4 von 4 Kunden fanden die folgende Rezension hilfreich
Mark Tabladillo (MarkTab)
- Veröffentlicht auf Amazon.com
This purchase review is based on the Alpha Book (pre-publication electronic version): I will have full access to the production version of the book, at which point I will update this commentary.
Having owned and read many books on data science, I recommend this book for both advanced business analysts and data scientists. In brief, if you plan to use Microsoft Azure Machine Learning for commercial or non-profit purposes, you need to have this authoritative reference available. The cost (either paperback or electronic) is minimal compared to the value you will receive from this book and its recommended resources. This book will guide you in how to make a data science experiment, and the best practices from AzureML, straight from the people who helped spearhead this new cloud-based technology.
This longer review provides details on the book for the purpose of informing a purchase decision. I will review the technology, and end on a description of my background.
This book is valuable to advanced business analysts since it does not assume previous exposure to Data Science. The book provides a foundation of the key ideas of data science, describes how Microsoft Azure Machine Learning exposes data science, provides several business use-case scenarios for using the technology, and has many references for further learning. The book describes how to get started in minutes: matching my first-hand AzureML experience with the book’s exercises, I can verify that you can see results in minutes.
This book is valuable to already-trained data scientists (statisticians and application developers) since it provides a foundational look at how Microsoft is providing Azure-based (cloud) model building and web services. First, this technology works on any browser. You can be using the laptop OS (including Apple, Linux, UNIX) or tablet OS (including Android, iPad) of your choice and produce data science experiments with Microsoft Azure Machine Learning. Second, this technology is priced on usage. Third, although this technology has its own native machine learning algorithms, you can alternatively (or in combination) use R code for your experiments. Fourth, this technology allows for creating a web service, and even provides the application connection code (in C#, Python, and R) to your web service.
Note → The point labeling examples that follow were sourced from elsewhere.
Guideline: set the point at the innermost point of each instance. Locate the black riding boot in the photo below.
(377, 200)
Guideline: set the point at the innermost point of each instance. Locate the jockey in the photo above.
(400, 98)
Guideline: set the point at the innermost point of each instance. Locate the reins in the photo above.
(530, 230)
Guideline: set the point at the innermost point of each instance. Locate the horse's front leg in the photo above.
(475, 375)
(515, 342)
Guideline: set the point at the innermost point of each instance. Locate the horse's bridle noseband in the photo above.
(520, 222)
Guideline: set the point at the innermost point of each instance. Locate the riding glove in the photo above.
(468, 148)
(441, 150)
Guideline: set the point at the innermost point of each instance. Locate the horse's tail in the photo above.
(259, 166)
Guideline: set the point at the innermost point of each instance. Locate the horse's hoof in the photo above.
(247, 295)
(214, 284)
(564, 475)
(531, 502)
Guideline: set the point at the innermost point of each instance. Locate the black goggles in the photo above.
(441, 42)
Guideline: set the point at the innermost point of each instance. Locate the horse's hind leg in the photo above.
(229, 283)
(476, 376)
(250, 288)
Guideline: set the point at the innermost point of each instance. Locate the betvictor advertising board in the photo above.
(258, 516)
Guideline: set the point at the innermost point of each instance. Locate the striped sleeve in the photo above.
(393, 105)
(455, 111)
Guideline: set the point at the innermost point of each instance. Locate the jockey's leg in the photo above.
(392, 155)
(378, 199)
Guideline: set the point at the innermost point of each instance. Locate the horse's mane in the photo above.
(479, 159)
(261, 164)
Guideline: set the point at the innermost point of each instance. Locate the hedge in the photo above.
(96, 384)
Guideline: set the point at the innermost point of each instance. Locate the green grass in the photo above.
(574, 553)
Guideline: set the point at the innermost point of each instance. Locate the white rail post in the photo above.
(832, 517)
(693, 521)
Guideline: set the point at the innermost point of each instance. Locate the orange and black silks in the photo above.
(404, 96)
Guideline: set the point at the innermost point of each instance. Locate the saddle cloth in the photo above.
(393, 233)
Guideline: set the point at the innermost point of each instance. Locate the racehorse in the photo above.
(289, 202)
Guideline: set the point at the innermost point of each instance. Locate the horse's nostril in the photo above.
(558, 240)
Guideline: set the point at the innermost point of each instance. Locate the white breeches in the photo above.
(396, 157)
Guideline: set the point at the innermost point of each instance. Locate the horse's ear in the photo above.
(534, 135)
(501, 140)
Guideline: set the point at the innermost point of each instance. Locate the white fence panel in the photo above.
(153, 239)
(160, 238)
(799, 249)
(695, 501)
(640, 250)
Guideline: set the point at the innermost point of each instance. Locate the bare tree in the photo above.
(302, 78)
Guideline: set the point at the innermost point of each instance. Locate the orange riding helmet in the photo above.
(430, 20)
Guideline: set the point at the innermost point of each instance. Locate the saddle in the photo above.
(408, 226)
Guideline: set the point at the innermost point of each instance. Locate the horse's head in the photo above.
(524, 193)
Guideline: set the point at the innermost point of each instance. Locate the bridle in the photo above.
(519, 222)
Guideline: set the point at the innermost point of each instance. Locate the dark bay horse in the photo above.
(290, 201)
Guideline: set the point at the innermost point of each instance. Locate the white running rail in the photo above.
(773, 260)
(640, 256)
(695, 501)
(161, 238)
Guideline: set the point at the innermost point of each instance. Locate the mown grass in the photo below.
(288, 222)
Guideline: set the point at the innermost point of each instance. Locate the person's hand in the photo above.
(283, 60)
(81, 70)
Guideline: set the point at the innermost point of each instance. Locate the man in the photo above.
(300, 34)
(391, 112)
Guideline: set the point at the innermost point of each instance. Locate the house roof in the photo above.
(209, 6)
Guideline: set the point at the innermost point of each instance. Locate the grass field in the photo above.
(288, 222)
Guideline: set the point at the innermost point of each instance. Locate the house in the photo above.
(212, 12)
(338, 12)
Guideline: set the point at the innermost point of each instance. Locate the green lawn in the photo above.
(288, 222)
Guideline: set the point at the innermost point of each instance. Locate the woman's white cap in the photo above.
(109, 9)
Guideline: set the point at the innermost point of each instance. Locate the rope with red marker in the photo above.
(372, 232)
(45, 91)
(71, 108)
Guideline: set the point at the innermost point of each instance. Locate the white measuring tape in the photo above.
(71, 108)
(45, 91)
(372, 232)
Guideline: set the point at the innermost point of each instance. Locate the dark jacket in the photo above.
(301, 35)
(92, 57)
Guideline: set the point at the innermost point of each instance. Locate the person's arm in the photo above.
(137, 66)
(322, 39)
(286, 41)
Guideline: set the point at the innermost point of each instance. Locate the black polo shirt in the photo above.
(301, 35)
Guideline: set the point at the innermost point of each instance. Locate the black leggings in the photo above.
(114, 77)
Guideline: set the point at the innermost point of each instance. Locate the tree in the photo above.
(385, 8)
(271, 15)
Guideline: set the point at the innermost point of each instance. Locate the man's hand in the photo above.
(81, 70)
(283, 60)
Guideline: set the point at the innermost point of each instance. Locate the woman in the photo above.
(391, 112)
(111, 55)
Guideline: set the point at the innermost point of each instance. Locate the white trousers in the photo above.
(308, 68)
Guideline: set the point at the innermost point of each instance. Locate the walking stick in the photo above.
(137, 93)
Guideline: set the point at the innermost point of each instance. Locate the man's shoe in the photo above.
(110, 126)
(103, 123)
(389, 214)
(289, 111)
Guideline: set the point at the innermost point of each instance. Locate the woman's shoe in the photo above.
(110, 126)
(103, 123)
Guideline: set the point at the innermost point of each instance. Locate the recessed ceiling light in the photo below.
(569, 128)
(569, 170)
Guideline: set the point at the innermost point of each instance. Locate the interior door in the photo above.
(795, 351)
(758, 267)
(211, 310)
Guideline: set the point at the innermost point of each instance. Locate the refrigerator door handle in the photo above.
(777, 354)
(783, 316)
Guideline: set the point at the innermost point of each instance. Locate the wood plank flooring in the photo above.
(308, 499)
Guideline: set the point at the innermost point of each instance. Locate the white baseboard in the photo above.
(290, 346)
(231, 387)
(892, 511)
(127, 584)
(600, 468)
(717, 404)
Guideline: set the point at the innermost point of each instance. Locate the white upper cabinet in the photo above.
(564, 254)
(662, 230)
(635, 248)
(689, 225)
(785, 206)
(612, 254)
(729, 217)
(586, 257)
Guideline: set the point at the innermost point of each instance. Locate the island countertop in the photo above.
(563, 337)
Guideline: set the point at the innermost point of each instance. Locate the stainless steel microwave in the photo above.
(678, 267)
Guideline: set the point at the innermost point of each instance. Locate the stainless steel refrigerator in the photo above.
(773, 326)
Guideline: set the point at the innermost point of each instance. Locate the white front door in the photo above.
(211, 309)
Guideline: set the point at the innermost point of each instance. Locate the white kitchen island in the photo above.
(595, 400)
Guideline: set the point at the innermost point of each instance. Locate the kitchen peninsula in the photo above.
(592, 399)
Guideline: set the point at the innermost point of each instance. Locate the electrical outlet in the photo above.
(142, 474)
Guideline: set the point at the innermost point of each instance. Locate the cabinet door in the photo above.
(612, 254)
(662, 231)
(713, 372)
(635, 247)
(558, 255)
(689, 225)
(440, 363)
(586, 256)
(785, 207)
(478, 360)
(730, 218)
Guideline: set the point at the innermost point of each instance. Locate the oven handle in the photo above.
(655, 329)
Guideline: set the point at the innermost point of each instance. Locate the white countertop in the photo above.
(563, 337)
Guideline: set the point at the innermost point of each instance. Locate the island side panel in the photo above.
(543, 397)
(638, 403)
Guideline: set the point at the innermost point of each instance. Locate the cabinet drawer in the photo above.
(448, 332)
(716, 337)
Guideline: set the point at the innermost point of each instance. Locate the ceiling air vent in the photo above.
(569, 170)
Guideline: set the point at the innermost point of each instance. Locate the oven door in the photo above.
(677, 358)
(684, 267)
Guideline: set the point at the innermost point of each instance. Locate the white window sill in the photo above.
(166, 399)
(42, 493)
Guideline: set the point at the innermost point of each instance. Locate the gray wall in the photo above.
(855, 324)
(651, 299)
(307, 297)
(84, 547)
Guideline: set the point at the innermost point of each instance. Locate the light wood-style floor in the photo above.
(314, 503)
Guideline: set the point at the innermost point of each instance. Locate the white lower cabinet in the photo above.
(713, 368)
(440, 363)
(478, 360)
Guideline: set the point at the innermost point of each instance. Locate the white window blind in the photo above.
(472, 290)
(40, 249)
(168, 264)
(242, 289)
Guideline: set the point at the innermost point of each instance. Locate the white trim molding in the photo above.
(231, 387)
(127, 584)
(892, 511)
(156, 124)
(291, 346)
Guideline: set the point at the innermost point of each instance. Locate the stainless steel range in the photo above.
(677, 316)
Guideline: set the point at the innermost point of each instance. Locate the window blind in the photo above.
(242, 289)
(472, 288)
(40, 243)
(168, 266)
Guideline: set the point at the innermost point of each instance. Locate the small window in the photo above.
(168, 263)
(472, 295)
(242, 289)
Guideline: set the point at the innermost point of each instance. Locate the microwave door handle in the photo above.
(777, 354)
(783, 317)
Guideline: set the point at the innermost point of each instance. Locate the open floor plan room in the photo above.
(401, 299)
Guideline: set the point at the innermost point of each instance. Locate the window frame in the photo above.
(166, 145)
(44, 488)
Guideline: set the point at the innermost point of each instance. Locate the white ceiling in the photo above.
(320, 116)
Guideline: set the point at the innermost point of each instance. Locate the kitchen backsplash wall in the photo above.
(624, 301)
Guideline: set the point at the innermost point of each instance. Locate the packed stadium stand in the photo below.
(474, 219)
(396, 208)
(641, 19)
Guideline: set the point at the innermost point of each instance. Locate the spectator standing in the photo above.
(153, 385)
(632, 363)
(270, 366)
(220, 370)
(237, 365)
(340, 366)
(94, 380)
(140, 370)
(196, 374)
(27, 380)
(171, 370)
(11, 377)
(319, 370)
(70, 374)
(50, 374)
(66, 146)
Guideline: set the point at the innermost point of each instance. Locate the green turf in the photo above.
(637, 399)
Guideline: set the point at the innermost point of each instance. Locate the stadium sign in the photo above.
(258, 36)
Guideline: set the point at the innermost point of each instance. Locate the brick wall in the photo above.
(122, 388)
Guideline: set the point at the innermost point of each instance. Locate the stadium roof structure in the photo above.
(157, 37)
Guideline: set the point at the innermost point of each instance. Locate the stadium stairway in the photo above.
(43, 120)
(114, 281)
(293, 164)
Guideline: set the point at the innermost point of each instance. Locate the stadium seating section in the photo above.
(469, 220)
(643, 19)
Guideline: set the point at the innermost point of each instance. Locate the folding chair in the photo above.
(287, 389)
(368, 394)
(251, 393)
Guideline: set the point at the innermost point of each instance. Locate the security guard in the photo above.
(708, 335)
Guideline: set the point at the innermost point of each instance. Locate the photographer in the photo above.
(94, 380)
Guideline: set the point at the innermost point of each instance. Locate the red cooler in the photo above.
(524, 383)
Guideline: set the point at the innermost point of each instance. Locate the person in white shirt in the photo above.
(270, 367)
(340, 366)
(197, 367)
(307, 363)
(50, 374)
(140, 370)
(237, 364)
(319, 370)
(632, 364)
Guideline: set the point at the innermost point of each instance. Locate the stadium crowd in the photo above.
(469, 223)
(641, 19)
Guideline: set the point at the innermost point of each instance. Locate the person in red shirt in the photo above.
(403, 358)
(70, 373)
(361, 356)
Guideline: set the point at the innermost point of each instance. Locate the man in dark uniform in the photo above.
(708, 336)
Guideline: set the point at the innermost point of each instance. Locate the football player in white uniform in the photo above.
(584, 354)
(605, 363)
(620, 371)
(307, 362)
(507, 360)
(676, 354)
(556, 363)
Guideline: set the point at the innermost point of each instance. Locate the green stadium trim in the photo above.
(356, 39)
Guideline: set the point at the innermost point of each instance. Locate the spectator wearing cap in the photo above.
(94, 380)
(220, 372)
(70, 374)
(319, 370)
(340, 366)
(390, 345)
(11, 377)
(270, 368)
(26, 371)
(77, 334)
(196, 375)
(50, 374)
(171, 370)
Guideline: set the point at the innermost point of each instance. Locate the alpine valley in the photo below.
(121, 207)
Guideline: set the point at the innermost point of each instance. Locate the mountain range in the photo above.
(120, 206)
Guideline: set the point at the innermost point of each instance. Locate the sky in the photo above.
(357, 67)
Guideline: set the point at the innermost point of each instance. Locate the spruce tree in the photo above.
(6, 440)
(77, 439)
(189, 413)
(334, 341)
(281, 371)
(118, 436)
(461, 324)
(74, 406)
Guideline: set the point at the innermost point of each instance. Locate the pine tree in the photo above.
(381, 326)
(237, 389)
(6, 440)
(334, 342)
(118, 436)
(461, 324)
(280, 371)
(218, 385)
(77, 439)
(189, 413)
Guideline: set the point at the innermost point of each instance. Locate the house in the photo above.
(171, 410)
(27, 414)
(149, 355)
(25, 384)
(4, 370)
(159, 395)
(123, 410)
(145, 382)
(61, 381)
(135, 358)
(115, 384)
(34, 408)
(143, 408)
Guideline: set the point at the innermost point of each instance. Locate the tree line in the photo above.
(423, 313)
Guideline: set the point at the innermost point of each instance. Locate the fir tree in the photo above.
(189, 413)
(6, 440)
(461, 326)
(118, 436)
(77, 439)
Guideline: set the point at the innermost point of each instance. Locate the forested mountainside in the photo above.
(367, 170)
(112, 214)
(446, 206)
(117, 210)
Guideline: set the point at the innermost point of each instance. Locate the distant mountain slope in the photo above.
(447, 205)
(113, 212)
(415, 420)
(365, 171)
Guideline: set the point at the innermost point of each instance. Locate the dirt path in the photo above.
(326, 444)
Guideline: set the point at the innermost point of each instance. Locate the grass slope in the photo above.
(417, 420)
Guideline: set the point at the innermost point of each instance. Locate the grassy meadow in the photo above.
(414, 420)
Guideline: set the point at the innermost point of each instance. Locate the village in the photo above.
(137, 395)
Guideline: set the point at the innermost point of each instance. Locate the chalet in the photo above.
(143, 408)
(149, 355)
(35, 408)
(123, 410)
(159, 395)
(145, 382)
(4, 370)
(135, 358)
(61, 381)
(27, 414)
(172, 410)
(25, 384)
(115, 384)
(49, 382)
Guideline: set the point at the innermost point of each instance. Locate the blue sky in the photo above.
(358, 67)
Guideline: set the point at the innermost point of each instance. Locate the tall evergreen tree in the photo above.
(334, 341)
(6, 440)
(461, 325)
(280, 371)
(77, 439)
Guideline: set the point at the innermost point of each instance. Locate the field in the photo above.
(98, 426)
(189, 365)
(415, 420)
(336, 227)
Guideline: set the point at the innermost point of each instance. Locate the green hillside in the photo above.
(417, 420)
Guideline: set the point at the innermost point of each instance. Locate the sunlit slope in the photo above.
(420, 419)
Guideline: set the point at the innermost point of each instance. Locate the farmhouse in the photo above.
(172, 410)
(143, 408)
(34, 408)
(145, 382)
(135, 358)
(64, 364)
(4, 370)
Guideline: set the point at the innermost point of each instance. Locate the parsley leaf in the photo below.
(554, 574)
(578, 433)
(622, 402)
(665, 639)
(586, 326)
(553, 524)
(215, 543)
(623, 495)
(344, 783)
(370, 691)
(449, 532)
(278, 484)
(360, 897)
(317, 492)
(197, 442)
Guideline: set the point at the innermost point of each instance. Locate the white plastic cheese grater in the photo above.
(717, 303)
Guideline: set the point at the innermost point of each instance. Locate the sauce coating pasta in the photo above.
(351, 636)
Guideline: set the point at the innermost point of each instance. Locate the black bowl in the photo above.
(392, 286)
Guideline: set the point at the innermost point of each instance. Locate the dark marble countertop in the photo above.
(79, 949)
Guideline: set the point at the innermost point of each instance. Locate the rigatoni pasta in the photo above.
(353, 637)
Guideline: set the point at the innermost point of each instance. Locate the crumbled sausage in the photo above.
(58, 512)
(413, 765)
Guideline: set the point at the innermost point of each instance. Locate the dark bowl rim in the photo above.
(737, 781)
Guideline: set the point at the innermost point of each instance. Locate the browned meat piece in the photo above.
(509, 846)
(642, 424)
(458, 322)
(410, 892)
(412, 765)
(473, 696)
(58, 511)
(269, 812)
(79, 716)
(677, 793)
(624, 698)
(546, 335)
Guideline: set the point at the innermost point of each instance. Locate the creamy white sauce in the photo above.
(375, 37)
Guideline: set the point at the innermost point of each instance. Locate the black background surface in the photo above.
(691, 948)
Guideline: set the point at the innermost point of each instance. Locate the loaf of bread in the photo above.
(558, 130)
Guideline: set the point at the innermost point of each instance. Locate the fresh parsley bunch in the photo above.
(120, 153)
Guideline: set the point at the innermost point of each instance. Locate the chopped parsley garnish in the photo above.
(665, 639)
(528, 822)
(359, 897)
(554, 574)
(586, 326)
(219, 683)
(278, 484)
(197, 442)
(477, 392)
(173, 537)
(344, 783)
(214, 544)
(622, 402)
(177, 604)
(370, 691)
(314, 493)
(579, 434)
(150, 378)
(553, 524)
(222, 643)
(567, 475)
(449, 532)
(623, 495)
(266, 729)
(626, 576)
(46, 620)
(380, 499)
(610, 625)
There is a well-done video from Microsoft on this last point on YouTube: contact me if you cannot find it.
Microsoft Azure Machine Learning is cloud-based, managed from a browser, and you can try Azure free for a month (given a certain number of credits) to get started. Microsoft recently announced a free tier which does NOT require a credit card or Azure subscription, excellent for students (whether high school, university, graduate school). Microsoft previously (and still) produces SQL Server Data Mining, which requires the Windows OS and a SQL Server license: I have worked with clients doing serious production projects with that proven and scalable technology. By contrast, Microsoft Azure Machine Learning works in Azure (cloud), requires data to be in the cloud, and provides an easy way to produce a web service (build applications for enterprise through entrepreneurial use).
Table of Contents:
Part 1: Introducing Data Science and Microsoft Azure Machine Learning
1. Introduction to Data Science
2. Introducing Microsoft Azure Machine Learning
3. Integration with R
Part 2: Statistical and Machine Learning Algorithms
4. Introduction to Statistical and Machine Learning Algorithms
Part 3: Practical Applications
5. Customer Propensity Models
6. Building Churn Models
7. Customer Segmentation Models
8. Predictive Maintenance
Chapter 1 provides foundational definitions for data science. Chapter 2 is a specific how-to-build an experiment with Microsoft Azure Machine Learning. At the end of the second chapter you have a fully working experiment in minutes (though, you will need to shut off your phone and email, and be in a place where you can concentrate). Chapter 3 discusses what is available with R, and you build an experiment: you can have an R widget which accepts up to 2 dataset inputs and a ZIP file with your R code (uploaded from your operating system, which need not be Windows).
Chapter 4 describes the difference among the machine learning algorithms in the categories of regression (linear regression, neural networks, decision trees, boosted decision trees), classification (support vector machines, Bayes point machines) and clustering (k-means).
Chapters 5 through 8 are especially valuable to advanced business analysts or people new to data science. Each chapter provides a description of a type of common use for machine learning, along with a business problem and specific experiments. This book is written by the people who helped build the technology, and the book’s first author Roger Barga had a key role in leading this technology’s development. The key development team included experienced Microsoft professionals who have contributed to Microsoft Research, Bing, and other areas in Microsoft. All the book authors have been contributors to training their fellow Microsoft professionals and also the general user community in data science, and you can find their contributions by searching for them in Bing.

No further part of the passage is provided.